At least 12 people have been killed and 29 wounded in two car bomb blasts in northwestern Syria, according to rescue workers and media reporters, Haaretz writes.
The successive explosions on Sunday took place in the town of Azaz and another village some 50km away, both areas held by Syrian rebel fighters allied with Turkey. Azaz is situated in Syria’s northwestern province of Aleppo, which is currently controlled by the militants of Turkey-backed Free Syrian Army opposition group.
Turkish-backed militants seized the town as a result of Ankara’s Operation Euphrates Shield launched in 2016. Northern Syria is regularly rocked by bomb blasts, blamed by Ankara on the Kurdish-led People’s Protection Units (YPG), which Turkey regards as an extension of the Kurdistan Workers’ Party (PKK).
Turkey and the allied Syrian fighters control large parts of northern Syria, and are at odds with government troops and Kurdish-led forces, who are considered “terrorists” by Ankara. The rebel-controlled areas are scene of recurrent attacks that are rarely claimed by any one side.
The Syrian Civil Defence, a volunteer rescue group operating in rebel-held parts of Syria, said it has responded to 11 explosions in the country’s northwest since the start of January, before Sunday, where at least 11 people were killed.
Separately, Syria’s state news agency SANA said one Syrian was killed on Sunday and four were wounded in the northeastern city of Hassakeh, Deir Az Zor province, after the Kurdish-led Syrian Democratic Forces (SDF) opened fire at pro-government demonstrators protesting against a siege on their neighbourhood. The area is known as the security square and is controlled by government forces.
A video of the rally in Hassakeh showed dozens of men gathering in a street on a rainy day as fire rang out over their heads. The men began chanting, “With our souls, our blood we sacrifice for you Bashar,” in reference to the Syrian President Bashar al-Assad.
A Kurdish-run news agency, Hawar, said security forces at a checkpoint in the city had come under fire, prompting its members to respond to the source of attack. The clashes led to the death of a government security member, the agency said. The differing accounts could not be immediately reconciled or independently verified in the city where both security forces have a presence.
The Kurds, Syria’s largest ethnic minority, have carved out a semi-autonomous enclave in Syria’s northeast following the start of the war in 2011. In the area, they run their own affairs and control most of the country’s oil resources.
In both Hassakeh and Qamishli cities, they share control with government forces – which have a presence in security zones, near the airport and in some neighbourhoods. Both cities have a sizeable Kurdish population.
There was no immediate comment from the Kurdish forces. But Kurdish officials have previously said they were reacting to government troops which have imposed a siege and are harassing Kurdish-dominated neighbourhoods in the northwestern Aleppo province where the government is in control.

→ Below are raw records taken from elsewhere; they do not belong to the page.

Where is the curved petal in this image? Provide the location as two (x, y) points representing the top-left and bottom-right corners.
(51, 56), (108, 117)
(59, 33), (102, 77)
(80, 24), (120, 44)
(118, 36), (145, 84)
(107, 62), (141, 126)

Russia, which conducts patrols in northeastern Syria and is a main backer of the Syrian government, has offered to mediate between the Kurdish forces and the government.
The Britain-based Syrian Observatory for Human Rights said government forces have besieged Kurdish areas in northwestern Aleppo for months, preventing foods and medical supplies from entering. The Kurdish forces responded by imposing a siege on government-controlled areas in Hassakeh and to a lesser degree in Qamishli for the last 21 days.
The Observatory said it is not clear if the person killed in Hassakeh was a civilian or member of the government forces.